樫杖の蛇(1)

 山に挟まれた谷間の夜は早い。ぐるりと尾根を迂回して、ようやくシビュラにたどり着いた頃には、夕焼けの最後の残滓が山の端に消えていくところだった。


「おかあさん……おきて……おきてよ……」


「シファーはどこ!? どこなの!?」


 村は死と慟哭に満ちていた。至るところで何かの焦げる嫌な臭いが立ちのぼっている。青い闇の中、黙々と瓦礫を片付け続ける人々の姿が白く浮かび上がっていた。

 歓声とともに担架が運ばれてくる。生存者が見つかったらしい。砲撃が止んだため、救助隊が現場に入ることができたのだ。

 血まみれの子供が村の外れの教会に運び込まれていく。


市民防衛隊ホワイトアーミーが来てくれたんだね」


「ああ。教会が野戦病院になったようだな」


 教会の屋根に白地に赤い×印の大きな旗が掲げられている。国際法上で攻撃を禁じられている、野戦病院を表す標章だ。周囲では白いヘルメットをかぶった救助隊が慌ただしく立ち働いている。

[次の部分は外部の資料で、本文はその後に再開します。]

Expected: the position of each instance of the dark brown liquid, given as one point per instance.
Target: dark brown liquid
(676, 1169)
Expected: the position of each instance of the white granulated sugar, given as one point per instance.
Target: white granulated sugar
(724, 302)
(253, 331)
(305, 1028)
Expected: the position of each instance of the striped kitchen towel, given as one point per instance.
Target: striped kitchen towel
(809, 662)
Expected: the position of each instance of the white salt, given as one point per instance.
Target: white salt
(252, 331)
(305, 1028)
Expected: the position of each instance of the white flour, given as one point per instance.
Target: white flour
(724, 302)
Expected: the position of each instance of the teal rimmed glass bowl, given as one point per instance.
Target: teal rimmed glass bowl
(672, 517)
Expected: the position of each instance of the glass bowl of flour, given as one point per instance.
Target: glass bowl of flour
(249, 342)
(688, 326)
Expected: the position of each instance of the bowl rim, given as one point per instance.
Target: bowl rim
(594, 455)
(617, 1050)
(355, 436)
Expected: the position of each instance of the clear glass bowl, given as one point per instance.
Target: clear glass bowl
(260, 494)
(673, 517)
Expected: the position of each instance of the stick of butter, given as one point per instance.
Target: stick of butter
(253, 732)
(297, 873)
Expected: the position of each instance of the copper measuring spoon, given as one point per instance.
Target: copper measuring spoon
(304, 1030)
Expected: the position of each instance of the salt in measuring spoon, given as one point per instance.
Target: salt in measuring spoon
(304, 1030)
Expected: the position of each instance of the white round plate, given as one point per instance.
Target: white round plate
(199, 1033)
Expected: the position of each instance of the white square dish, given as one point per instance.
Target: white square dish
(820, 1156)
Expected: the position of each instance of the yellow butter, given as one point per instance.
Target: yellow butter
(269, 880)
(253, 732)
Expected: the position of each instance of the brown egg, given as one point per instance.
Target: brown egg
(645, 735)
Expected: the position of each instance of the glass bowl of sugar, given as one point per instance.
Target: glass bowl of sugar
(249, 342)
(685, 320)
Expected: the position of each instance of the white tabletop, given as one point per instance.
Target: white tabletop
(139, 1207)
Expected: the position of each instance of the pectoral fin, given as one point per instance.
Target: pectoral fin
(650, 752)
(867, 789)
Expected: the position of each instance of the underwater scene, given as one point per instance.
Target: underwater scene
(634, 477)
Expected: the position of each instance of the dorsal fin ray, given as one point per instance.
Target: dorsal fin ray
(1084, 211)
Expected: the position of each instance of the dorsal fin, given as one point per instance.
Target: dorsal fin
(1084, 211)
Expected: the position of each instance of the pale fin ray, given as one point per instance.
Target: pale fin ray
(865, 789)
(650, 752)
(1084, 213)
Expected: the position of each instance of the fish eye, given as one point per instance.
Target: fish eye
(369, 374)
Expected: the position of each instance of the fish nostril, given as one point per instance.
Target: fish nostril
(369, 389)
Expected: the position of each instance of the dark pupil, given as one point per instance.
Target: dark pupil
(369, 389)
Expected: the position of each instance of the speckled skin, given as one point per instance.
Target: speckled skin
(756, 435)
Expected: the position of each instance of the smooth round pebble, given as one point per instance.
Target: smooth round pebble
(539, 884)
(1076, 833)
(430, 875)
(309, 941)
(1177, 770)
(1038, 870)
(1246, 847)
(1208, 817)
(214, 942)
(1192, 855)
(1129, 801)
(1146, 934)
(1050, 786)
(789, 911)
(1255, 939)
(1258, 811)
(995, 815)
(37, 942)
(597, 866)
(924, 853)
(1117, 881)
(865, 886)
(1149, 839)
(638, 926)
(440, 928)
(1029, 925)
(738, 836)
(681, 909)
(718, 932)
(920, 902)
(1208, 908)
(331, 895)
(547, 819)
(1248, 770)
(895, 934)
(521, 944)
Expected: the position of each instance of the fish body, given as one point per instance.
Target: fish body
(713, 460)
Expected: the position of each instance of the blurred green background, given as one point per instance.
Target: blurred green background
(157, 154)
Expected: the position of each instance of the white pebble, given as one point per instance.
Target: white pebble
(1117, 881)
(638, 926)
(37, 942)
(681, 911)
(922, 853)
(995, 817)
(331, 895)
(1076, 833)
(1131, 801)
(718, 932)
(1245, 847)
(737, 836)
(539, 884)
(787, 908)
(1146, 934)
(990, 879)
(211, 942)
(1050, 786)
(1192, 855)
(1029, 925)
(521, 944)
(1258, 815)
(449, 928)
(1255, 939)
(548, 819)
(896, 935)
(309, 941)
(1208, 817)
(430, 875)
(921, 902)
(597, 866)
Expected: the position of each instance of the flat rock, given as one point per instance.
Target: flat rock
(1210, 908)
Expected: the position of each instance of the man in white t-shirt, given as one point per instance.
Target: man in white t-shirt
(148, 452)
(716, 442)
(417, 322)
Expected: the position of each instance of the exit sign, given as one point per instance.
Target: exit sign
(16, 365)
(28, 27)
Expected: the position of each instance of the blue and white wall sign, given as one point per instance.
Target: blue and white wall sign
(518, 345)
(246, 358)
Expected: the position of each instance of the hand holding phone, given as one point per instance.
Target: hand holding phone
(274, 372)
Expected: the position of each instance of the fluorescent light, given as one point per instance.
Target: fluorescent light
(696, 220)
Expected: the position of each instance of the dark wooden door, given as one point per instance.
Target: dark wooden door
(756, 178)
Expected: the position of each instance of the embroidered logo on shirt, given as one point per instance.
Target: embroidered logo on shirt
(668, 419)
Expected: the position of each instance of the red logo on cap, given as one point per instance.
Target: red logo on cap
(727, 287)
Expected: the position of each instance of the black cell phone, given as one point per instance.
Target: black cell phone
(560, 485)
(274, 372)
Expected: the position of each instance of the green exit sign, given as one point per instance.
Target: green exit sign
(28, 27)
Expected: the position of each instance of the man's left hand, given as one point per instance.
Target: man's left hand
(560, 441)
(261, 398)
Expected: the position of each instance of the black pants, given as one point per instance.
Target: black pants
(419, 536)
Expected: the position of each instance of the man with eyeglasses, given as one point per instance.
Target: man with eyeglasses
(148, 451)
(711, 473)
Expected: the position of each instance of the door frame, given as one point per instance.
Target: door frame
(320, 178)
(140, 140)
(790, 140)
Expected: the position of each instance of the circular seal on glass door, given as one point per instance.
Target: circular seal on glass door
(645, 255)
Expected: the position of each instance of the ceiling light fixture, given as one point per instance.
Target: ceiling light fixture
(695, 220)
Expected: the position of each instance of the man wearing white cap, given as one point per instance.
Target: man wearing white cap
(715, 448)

 「市民防衛隊」を名乗る彼らは「目の前の一人を救うことは世界を救うこと」をモットーに、普遍・中立の立場で人命救助を行うボランティア団体だ。彼らが身に着けている真っ白なプレートキャリアボディアーマーから、「ホワイトアーミー」と呼ばれている。

 特に爆撃のあった都市における捜索救助を得意としており、今回の砲撃でもいち早く駆けつけてくれたらしい。


「あの人たちが来てくれたなら安心だね」


「ああ。破壊された街の瓦礫の中から生存者を見つけることに関しては、彼らの右に出るものはないからな」


 怪我人を運んだり、瓦礫を一つずつ取り除けたり。

 僕たちもお邪魔にならない範囲でお手伝いさせていただいた。


 生存者が運び出されてからも、着々と瓦礫の除去は進んでいく。


「ああッ!! なんてことだ……」


 ひときわ悲痛な声が上がった。そう、あれは村の外れの泉があるあたり。

 見れば、泉を囲っていた石組が崩れ、泉のほとりに建てられていた守護聖人像も倒れている。首がもげ、左腕も砕けて無惨なありさまだ。


「聖者様が……バフジャ様の像が……」


「どうして……どうしてこんなことに……ッ!?」


 言い伝えでは、聖者バフジャがこの谷間を通りがかった時、水不足に苦しむ近隣の村の人たちから助けを求められたという。彼が岩を杖で突くと、岩が割れて泉が湧き出し、その周りに村を築くことになったのだとか。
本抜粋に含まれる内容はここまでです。